それを考えるとアスランは今年イチ抜けのような形だ。ずるいと思う。
逆にこっちは去年と同じ手が使えないというのに。
「……ではキラは? 去年はどなたと踊ったのですか?」
むしろこれが本題だと。さりげない問いかけだったけれど カガリには即座に分かってし
まった。
一方のキラがそれに気づいたかは定かではない。
彼は話題を振られてキョトンとした後、ふふっと悪戯っぽく笑って答えた。
「僕? 僕は3人の女の子と交替で。」
「あれは驚いた。

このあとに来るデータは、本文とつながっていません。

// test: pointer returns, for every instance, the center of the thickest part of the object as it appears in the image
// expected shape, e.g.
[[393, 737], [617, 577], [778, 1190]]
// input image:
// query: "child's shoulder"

」
予想外の返答に目を瞬かせるラクスの横で カガリが呆れたように言う。
当時、パートナーのことを心配して尋ねたカガリにキラは決まったとだけ言って名前は言
わなかった。
そして当日蓋を開けたらなんと、会場に3人も女の子を連れて現れたのだ。
「だってさ、3人一緒に来て「交替で良いので私達と踊ってください」って言うから。」
「頼む方も頼む方だが…それをあっさり了承するお前もどうかと思う……」
それを認めた当時の生徒会も生徒会だ。
アスランに次ぐ人気のキラだから許されたのかもしれないが、男女比率が変わらないこの
学校でそこは問題にならなかったのだろうか。
けれどキラの態度はあっさりしたものだった。
「3人なら誤解もなくて良いかと思って。」
「いや、それはまーそうだろうけどさ。」
納得いかないところもまだあるけれど、今更何を言ったところで全ては過ぎたことだ。
それに今年の生徒会はあのイザークがいるから特例は許されないだろうし。
だからそれで良いかとカガリも自己完結することにした。
「てか、今年はどうしよっか。」
結局話はその問題に戻ってくる。それについては何も解決していないのだ。
「う〜〜〜っ……」
カガリはキラのように誰でも平気なわけじゃない。
親しくもない男の手を握るなんて 考えただけで寒気がする。
「選ぶの嫌だな… いっそサボるか?」
「良い案だと思うけど、後からアスランに何て言われるか分からないよ。」
「それも嫌…」
どうやっても八方塞がりで ついには机に突っ伏した。
参加は強制ではないけれど彼女はアスハ家の娘だ。
それなりの家柄であれば出るのは当たり前という風習ができあがっていて、特にカガリ達
は有名人なのでいなければすぐに分かってしまう。
バレればお父様のカミナリより10倍恐ろしいアスランの小言が降ってくるので、それだ
けは何が何でも避けたい。
「あら。それならお2人で踊られたらいかがですか?」
それで何かいけないところでもあるのかと。
思いがけないラクスの提案に驚いた顔をした2人は、あら?と首を傾げる彼女の方をじっ
と見る。
「……」
「…………」
次に2人で顔を見合わせて、互いの顔をまじまじと眺め見た。
「その手があったね。」
「盲点だったな。」
よく考えれば自分達も"男女"だった。
姉弟だからか互いに異性だという意識がなくて、最初からパートナーとしては除外してい
たのだ。
もちろん学園に双子で踊るなという決まりはないのだし問題はない。
「解決ですか?」
「うん! ありがとう、ラクス!」
パッと明るい表情になったカガリを見て満足したようにラクスも微笑み返してくる。
これで何の心配もなく文化祭に参加できると思うとほっとした。
「ありがとう。僕もこれで一安心できたよ。」
「キラも?」
「だって、カガリをアスラン以外の男に任せるなんて冗談じゃないから。」
それはもうすごく爽やかな笑顔付きでさらりと言ってのける。
見ているだけなら見惚れて終われるけれど、真正面からこれを言われたら誰でもその場で
凍っただろう。
相変わらずのシスコンぶりに、会話が聞こえていたクラスメイト達は脱力と溜め息と苦笑
いとで双子を見遣った。
余談として。
戻って来たアスランにカガリがそのことを伝えると、彼は何だかすごく複雑そうな顔をし
ていたらしい……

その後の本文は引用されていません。